Oltre al come intervenire nel caso gli eventi precipitassero, per la FED esiste un altro tema, vale a dire come mantenere credibile nel tempo la propria guidance. Sappiamo che la banca centrale agisce direttamente solo sui tassi a breve termine, l’abbassamento dei tassi nella parte a medio-lungo periodo viene solo indirettamente condizionata, ed il condizionamento è tanto più efficace quanto più è credibile l’azione della banca centrale. Per alcuni governatori annunciare che i tassi rimarranno bassi fino al 2022 potrebbe non bastare. Ecco allora la proposta, estremamente divisiva, di utilizzare la Yield Curve Control per tenere a bada i tassi senza aumentare il peso degli assets in bilancio. Sul punto le perplessità sui costi e sui benefici sono tante.
Per rendere ancora più facile la comprensione della politica attuata dalla FED, molti governatori hanno lanciato l’idea di esplicitare la deadline della manovra espansiva. Vale a dire quando la FED inizierà a stringere i cordoni della borsa e riporre nel cassetto l’arsenale schierato per la crisi. E l’ipotesi è di legare questo evento al raggiungimento di una determinata soglia di inflazione.
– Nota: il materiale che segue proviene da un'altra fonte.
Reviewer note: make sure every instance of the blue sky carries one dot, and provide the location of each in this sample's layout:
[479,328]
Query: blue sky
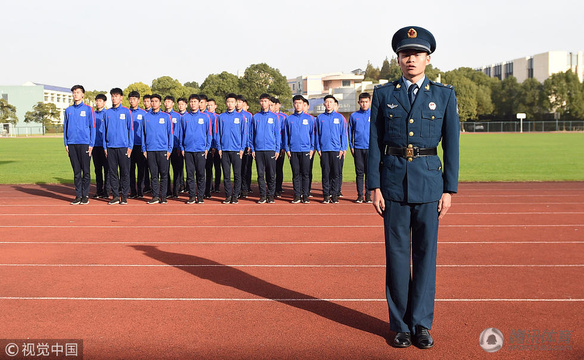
[109,44]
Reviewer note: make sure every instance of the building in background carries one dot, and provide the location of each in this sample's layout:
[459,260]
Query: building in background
[25,96]
[538,67]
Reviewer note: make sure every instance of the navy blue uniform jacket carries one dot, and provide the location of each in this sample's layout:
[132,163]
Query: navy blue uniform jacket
[433,117]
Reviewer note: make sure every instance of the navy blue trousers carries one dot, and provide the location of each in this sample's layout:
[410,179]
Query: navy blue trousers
[410,292]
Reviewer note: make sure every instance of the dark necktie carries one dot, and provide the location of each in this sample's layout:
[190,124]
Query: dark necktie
[411,93]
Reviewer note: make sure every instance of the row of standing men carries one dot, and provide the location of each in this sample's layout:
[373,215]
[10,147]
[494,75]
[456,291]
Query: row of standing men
[206,141]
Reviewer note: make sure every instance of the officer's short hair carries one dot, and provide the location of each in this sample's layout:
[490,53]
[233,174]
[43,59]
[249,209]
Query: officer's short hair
[75,87]
[364,95]
[330,97]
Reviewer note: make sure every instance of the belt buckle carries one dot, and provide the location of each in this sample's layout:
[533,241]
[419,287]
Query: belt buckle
[410,152]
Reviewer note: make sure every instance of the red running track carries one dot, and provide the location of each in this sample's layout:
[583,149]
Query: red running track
[280,280]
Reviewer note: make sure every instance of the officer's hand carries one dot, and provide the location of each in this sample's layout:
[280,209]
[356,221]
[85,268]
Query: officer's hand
[444,205]
[378,202]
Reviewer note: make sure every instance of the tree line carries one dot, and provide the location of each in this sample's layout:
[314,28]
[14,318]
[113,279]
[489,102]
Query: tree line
[483,98]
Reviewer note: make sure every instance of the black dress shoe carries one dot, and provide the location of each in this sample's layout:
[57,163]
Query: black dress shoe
[422,338]
[403,339]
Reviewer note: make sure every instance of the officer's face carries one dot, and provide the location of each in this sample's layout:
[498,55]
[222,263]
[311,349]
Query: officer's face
[155,102]
[364,104]
[134,102]
[194,103]
[413,64]
[298,105]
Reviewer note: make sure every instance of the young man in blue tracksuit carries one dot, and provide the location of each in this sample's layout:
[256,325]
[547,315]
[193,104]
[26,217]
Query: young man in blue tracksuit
[195,144]
[233,139]
[299,138]
[118,143]
[331,142]
[176,158]
[265,136]
[137,159]
[359,127]
[157,144]
[79,137]
[99,160]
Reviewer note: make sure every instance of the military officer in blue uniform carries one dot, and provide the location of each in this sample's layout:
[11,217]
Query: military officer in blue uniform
[411,186]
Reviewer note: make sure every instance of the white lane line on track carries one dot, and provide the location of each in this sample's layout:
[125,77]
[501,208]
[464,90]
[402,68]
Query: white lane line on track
[62,298]
[270,242]
[285,266]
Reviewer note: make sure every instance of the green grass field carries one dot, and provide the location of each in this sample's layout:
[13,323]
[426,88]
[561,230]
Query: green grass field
[483,157]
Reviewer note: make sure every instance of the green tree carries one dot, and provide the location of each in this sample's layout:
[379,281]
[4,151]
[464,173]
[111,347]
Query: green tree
[216,86]
[371,72]
[141,88]
[262,78]
[7,113]
[45,114]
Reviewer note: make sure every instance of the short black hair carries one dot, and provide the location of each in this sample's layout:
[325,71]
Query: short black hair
[330,97]
[75,87]
[116,91]
[364,96]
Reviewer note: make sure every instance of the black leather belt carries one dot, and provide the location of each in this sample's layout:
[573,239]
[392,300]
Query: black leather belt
[410,152]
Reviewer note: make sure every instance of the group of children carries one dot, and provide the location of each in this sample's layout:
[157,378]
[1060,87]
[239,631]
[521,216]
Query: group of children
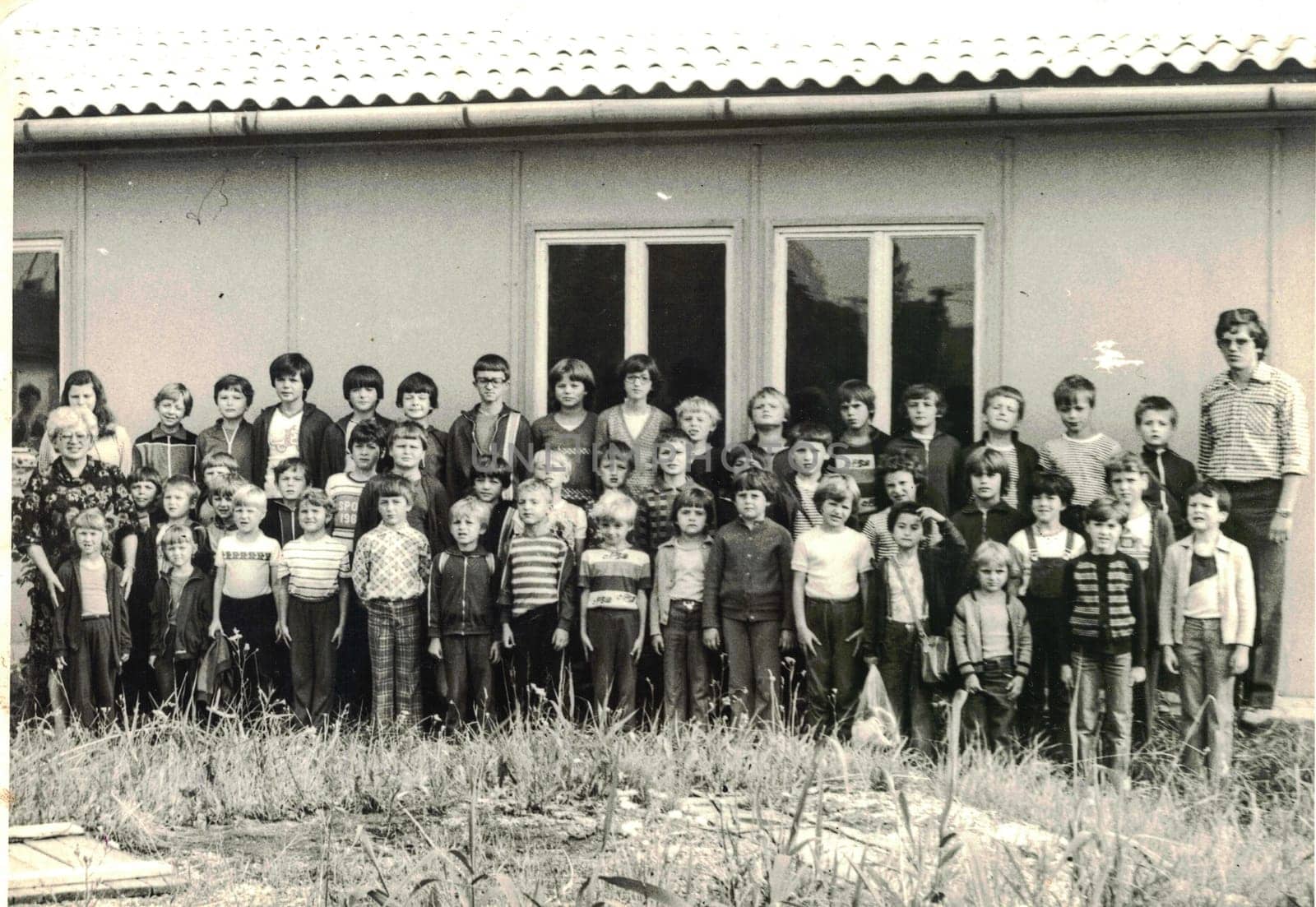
[332,549]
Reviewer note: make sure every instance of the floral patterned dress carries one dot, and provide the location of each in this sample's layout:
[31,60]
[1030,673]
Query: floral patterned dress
[43,516]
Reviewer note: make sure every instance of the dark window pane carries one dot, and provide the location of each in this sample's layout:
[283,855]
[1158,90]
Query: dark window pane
[587,289]
[932,326]
[688,320]
[827,323]
[36,343]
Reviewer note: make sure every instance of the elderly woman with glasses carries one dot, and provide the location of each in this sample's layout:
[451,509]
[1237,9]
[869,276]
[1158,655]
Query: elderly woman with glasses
[41,530]
[1254,440]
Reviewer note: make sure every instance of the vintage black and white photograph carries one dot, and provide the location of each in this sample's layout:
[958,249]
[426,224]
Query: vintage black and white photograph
[739,455]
Secondo alcuni governatori, qui la novità, visto il pesante tonfo subito dal livello dei prezzi, sarebbe opportuno lasciar andare l’inflazione oltre il target del 2%, ricercando un consolidamento del dato prima di intervenire. Un cambio di strategia epocale, visto che da 30 anni a questa parte la banca centrale americana ha sempre anticipato il raggiungimento del target.
Il quadro generale rimane complesso e soprattutto in costante mutamento. Lo stesso Powell ha ammesso, lunedì scorso, che l’economia americana è entrata in una nuova fase e lo ha fatto più velocemente di quanto la banca centrale prevedesse.